La psychologie clinique est faite d’écoute. Écoute du malade mais aussi des personnes affectées (frères, sœurs, enfants, conjoint). C’est ainsi qu’on arrive, par exemple, à dynamiser les couples. On permet à ces personnes de dire des choses qu’elles ne diraient nulle part ailleurs. Il ne faut pas perdre de vue qu’il y a cette notion de secret autour de la pathologie, de nommer cette pathologie. Il est important que les personnes qui peuvent aider la malade soient bien informées.
Quel rôle peut jouer le partenaire de vie dans ce cheminement ?
Les partenaires de vie ont besoin de comprendre les choses, d’appendre et de savoir comment accompagner et être présents.
Leur rôle est éminemment important car le fait pour les femmes de se sentir comprises et soutenues affermit encore un couple.

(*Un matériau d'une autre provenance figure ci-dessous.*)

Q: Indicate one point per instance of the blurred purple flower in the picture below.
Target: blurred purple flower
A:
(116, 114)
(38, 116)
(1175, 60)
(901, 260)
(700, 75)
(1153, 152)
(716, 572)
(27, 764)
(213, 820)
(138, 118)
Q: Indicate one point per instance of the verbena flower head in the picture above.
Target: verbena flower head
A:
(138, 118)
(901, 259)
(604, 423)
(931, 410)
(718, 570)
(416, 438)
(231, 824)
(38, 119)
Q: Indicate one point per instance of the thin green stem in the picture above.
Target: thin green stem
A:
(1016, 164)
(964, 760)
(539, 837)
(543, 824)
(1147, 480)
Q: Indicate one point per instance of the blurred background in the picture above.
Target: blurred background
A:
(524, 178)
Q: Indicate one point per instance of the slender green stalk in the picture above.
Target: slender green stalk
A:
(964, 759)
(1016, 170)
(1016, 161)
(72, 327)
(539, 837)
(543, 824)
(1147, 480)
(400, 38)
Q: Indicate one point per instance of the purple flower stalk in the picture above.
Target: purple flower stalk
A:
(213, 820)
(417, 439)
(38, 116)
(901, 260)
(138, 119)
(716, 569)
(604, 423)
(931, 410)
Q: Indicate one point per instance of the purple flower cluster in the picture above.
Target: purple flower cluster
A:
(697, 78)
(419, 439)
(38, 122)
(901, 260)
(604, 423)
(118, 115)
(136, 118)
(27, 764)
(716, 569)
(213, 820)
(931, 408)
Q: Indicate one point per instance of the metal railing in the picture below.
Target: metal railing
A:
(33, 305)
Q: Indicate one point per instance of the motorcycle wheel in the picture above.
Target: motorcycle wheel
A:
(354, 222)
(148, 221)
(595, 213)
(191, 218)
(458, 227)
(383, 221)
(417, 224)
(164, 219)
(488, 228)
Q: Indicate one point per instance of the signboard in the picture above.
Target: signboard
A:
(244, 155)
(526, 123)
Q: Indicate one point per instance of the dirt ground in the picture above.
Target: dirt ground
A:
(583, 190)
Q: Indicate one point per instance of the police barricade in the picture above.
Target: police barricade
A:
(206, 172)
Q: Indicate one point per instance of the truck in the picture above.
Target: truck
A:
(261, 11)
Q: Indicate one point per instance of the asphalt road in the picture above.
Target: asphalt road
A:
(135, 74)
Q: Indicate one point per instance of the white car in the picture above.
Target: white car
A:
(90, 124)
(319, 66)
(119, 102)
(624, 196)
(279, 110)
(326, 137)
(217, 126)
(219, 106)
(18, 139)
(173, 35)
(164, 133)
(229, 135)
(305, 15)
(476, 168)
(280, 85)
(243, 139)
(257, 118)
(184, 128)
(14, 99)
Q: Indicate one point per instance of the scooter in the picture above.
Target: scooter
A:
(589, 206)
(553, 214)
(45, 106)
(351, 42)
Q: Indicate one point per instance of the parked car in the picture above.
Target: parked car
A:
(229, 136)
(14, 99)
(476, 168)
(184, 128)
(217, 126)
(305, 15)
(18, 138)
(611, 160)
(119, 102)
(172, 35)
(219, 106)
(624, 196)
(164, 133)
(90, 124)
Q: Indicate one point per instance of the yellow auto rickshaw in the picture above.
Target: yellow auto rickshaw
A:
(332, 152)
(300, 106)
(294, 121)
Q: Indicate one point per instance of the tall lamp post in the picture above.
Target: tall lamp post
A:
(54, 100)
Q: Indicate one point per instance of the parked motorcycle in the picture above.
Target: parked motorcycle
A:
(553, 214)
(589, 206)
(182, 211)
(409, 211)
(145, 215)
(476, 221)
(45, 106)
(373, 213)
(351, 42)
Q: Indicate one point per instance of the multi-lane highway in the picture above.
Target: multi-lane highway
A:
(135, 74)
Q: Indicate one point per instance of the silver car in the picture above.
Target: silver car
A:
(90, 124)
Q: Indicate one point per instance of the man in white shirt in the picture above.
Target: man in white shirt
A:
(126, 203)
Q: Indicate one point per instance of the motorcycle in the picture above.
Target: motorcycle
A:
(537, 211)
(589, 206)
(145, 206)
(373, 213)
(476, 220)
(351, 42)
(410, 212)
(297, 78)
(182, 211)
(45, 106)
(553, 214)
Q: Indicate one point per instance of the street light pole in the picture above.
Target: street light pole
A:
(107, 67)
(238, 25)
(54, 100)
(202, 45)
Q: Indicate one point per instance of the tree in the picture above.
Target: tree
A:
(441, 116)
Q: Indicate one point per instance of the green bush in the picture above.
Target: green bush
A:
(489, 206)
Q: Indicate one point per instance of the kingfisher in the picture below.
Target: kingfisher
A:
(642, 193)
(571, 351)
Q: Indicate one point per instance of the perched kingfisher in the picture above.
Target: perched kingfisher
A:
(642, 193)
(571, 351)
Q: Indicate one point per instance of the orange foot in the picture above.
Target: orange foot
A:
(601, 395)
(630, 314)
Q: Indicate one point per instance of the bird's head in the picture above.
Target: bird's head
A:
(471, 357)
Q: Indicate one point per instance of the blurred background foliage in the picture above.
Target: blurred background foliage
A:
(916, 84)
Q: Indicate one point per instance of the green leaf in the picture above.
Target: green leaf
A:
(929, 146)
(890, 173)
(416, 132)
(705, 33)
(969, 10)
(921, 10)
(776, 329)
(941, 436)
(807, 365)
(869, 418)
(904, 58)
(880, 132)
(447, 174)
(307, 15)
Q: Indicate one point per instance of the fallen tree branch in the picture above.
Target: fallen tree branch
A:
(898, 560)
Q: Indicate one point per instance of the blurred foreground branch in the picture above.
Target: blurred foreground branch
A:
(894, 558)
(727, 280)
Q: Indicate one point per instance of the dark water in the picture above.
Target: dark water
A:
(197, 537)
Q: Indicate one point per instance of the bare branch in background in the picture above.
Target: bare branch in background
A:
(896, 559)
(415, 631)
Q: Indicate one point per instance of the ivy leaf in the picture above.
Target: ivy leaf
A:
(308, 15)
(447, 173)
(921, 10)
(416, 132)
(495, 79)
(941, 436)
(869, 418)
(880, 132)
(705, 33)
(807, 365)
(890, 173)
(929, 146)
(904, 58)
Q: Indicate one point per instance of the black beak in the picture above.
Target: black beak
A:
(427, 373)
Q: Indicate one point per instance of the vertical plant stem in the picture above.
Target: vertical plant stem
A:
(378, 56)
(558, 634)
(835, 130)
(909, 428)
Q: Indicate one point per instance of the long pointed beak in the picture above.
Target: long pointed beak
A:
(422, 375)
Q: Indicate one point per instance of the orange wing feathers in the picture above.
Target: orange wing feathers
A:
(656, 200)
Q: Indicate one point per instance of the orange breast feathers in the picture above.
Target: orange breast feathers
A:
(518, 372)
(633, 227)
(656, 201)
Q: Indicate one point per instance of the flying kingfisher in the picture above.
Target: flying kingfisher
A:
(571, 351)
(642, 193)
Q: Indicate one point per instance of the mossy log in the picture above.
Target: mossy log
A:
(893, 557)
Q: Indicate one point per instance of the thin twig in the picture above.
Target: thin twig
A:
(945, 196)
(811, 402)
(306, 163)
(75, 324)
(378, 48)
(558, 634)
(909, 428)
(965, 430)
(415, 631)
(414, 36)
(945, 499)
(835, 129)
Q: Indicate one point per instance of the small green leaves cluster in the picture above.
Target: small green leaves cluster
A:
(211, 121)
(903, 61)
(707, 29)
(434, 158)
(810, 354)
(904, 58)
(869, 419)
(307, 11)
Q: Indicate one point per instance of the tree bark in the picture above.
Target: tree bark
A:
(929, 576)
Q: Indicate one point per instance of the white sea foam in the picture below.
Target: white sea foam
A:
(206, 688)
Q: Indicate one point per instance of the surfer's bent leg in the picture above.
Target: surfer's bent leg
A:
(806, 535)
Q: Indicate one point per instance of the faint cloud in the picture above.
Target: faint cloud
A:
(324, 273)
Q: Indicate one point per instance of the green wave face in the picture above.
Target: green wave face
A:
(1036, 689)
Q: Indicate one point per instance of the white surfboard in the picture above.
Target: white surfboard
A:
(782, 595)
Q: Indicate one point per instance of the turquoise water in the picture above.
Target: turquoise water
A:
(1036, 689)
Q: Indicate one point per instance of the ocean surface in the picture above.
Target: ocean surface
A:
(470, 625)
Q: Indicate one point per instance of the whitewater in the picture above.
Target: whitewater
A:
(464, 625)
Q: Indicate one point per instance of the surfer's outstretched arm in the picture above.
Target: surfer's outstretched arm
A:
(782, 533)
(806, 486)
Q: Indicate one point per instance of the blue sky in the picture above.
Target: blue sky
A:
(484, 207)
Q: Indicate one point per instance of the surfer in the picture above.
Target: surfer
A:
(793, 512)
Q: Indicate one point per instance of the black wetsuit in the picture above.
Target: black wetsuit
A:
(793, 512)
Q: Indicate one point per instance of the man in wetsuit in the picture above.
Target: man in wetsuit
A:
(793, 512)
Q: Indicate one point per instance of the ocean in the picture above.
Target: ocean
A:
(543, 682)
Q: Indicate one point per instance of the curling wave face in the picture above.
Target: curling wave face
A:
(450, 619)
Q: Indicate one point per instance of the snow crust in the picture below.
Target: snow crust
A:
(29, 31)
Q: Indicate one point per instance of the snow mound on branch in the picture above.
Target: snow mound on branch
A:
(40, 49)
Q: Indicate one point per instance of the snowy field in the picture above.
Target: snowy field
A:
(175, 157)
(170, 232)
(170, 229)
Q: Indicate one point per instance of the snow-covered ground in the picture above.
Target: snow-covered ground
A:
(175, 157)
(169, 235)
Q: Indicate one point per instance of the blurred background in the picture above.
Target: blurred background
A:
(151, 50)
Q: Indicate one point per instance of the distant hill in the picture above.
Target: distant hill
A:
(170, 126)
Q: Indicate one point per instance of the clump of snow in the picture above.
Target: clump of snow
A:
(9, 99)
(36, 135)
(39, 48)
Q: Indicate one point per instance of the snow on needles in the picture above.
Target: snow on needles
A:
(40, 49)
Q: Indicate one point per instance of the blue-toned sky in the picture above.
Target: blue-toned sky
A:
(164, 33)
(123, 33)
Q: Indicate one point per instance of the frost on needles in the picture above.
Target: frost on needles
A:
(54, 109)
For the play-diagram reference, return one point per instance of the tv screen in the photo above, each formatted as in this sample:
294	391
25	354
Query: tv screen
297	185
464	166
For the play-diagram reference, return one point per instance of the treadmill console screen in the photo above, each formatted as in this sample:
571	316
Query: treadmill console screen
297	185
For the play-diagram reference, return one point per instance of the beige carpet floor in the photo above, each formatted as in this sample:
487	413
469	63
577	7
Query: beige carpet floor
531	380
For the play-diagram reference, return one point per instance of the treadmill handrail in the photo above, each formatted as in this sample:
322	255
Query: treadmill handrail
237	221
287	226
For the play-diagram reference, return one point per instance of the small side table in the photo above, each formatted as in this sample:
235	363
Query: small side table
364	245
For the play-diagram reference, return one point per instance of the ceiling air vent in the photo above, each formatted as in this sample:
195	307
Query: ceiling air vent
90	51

De nombreux partenaires, époux, concubins ne sont pas informés. Ils ne savent pas ce qu’est le cancer du sein. Beaucoup d’hommes ne savent pas que le cancer n’enlève rien à l’essence identitaire de la femme. Plusieurs pensent que les femmes se représentent à travers les seins, que le cancer est une fin de vie, que le cancer est contagieux, que la femme ne guérira jamais et qu’elle ne pourra plus faire d’enfants. Ils ont besoin d’être informés, d’exprimer leur angoisse et difficultés face à la personne malade.
Il y a des hommes qui veulent comprendre, soutenir leurs femmes dans cette épreuve. Ils les accompagnent pour les consultations et sont très attentionnés. Nous avons des témoignages très beaux et très forts. Certains viennent avec leurs sœurs, leur mère ou leur compagne et veulent en savoir plus. De nombreux hommes encouragent les femmes de leur entourage à venir se faire dépister. La vie est la plus forte en raison de l’amour.